Di sisi lain, padatnya penghuni lokap membuat aktivitas mandi berlangsung terus menerus, tidak mengenal waktu; 24/7 twenty-four seven, duapuluh empat jam dalam sehari sepanjang tujuh hari dalam seminggu. Sehingga siang malam praktis kedua insan nan nestapa itu bekerja tiada henti. Tak ada masa untuk rehat. Tiada kelonggaran bagi mereka.

Ulul adalah sebuah noktah kecil yang tak memiliki arti dalam cerita sedih tentang buruh migran dari dunia ketiga yang terpinggirkan dan inferior dalam peradaban. Lantaran tak pernah istirahat dan juga karena acap mengalami penyiksaan, Ulul depresi. Soket matanya membiru dan celong dengan sorot pandangan kosong pertanda kelam ingatan. Sekujur badan lebam dan melar di sana-sini. Muka bonyok, kepala benjol, pinggul memar, punggung bengkak. Sebelah persendian lutut calus, sehingga ia pengkor sewaktu berjalan. Disamping itu, kulitnya melepuh di beberapa bagian tubuh; seumpama savana terkelupas dari kulit bumi meninggalkan padang tandus. Kerap dia pertontonkan kepada kami memar dan luka yang menghias tak elok sekujur badannya. Sambil bersendawa, berulang ia tampel lambungnya yang kembung keras mangkas; ia bilang rasanya sengal. Kasihan Ulul si lebai malang. Neraka dunia tak sudi melepaskannya dari nestapa. Nasib Ulul memang pahit. Ia adalah bangkai dengan separo nyawa.

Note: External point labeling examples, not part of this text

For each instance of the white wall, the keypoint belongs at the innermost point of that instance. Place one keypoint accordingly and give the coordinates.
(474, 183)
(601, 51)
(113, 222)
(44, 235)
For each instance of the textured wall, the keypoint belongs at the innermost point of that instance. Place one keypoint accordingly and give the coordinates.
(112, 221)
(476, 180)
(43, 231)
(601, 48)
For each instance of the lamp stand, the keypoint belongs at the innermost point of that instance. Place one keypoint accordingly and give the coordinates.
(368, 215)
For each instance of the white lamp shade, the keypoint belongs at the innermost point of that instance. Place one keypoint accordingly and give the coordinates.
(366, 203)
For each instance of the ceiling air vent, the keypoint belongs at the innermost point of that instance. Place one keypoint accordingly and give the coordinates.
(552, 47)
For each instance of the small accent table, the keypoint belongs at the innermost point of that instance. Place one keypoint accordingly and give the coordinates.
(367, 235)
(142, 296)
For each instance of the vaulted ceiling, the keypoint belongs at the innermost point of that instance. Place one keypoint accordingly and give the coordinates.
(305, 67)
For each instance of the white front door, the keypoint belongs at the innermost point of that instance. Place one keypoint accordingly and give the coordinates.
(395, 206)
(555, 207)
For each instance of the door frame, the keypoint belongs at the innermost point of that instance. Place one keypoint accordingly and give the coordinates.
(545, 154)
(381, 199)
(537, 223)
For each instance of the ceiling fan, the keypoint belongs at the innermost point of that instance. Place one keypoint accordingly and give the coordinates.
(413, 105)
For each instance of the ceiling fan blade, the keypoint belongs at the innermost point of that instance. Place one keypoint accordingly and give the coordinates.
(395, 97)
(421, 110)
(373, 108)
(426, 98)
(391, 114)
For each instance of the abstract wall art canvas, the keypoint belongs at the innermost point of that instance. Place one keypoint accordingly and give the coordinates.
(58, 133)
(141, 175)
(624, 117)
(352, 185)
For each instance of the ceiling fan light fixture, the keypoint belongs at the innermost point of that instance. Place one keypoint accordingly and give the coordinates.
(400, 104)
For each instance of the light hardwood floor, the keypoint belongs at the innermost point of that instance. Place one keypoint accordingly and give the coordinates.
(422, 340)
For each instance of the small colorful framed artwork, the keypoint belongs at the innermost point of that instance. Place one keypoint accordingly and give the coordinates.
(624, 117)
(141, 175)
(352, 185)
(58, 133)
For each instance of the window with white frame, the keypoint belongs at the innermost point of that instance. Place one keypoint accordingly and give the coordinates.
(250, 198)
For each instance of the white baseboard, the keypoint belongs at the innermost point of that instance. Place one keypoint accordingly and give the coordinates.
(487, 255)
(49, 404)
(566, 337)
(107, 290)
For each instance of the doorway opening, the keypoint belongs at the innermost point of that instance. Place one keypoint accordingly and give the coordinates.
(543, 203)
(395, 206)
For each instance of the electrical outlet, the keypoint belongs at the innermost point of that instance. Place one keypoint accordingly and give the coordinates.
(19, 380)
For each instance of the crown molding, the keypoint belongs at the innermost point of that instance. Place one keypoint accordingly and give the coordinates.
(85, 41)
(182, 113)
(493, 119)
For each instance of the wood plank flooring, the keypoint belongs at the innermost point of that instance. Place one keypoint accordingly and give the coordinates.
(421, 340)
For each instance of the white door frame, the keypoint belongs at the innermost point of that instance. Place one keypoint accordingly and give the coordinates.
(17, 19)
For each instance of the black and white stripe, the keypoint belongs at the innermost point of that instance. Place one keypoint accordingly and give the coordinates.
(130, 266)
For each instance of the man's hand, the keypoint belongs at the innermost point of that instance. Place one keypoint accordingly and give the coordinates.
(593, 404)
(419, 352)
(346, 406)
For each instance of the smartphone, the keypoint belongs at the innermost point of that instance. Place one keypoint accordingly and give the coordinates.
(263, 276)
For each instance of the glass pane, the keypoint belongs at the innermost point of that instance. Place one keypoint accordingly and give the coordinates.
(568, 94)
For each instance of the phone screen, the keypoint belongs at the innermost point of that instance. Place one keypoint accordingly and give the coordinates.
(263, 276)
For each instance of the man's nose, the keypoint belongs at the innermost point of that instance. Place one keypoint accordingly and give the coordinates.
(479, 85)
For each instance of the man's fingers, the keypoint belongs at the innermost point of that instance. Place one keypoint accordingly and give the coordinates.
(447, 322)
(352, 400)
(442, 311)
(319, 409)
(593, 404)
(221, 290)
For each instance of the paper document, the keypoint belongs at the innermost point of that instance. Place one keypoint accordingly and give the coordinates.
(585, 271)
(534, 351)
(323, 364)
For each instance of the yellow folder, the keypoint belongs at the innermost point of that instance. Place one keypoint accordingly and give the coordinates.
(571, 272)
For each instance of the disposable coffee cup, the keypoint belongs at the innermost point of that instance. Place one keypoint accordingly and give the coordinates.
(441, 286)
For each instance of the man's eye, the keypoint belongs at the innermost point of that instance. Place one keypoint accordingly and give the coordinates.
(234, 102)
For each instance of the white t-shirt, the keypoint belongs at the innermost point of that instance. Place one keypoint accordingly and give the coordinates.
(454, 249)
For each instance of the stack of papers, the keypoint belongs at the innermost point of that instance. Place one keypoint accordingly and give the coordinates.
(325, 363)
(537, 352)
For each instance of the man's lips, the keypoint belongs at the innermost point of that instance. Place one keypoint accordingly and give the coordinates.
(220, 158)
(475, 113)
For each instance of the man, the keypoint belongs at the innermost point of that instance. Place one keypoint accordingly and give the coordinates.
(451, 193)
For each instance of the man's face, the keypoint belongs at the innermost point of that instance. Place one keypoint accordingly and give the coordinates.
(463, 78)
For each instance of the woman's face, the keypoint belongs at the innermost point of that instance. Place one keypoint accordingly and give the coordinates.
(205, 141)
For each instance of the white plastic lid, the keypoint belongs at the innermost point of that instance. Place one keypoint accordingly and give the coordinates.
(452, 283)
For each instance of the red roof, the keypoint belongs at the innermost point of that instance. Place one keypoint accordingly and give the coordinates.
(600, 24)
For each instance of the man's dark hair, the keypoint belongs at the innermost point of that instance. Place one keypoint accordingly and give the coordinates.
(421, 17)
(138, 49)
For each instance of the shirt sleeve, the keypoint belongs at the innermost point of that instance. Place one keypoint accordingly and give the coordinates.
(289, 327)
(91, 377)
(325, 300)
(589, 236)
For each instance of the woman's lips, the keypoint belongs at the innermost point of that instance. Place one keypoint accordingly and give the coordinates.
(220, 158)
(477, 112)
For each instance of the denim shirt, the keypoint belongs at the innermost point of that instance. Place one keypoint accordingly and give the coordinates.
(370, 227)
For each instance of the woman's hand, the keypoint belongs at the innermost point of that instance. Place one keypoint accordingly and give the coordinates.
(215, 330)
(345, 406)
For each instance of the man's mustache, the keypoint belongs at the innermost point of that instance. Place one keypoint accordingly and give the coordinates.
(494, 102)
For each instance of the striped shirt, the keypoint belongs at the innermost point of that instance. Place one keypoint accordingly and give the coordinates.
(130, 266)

Meski demikian, tidak semua yang dilaluinya selalu buruk. Masih ada sisi kemanusiaan tumbuh di sini. Ketika Ulul membutuhkan perhatian medis, sipir memberinya beberapa butir tablet paracetamol. Geng India memaksanya makan tatkala ia sulit menelan sebutir nasi jua. Dalam bayangan takut, Ulul makan. Ada bagusnya ia dipaksa makan di bawah ancaman. Dengan demikian, tidak ada peluangnya untuk melancarkan hungry strike. Hasilnya cukup menggembirakan. Kondisi Ulul tidak menurun drastis. Disamping itu, ada juga pembela kepentingan Ulul dari geng India sendiri. Ia adalah Bob; bertubuh paling besar dan kekar. Adalah Bob dengan garang mempersoalkan penyiksaan atas Ulul yang dilakukan oleh rekan-rekannya. Bob tidak berkeberatan dengan pemandangan yang berlatar Ulul bekerja untuk mereka, asalkan tidak disertai dengan pemukulan. Tak urung, rekan-rekan Bob menuduh Ulul mengadu kepadanya. “Tak ada yang mengadu. Lihatlah badannya memar karena pukulan,” berkata Bob dalam nada tinggi yang marah. Riuh rendah sesi tanya-jawab antara Bob dan rekan-rekannya menyedot perhatian seisi lokap dan mengundang sipir untuk turun tangan.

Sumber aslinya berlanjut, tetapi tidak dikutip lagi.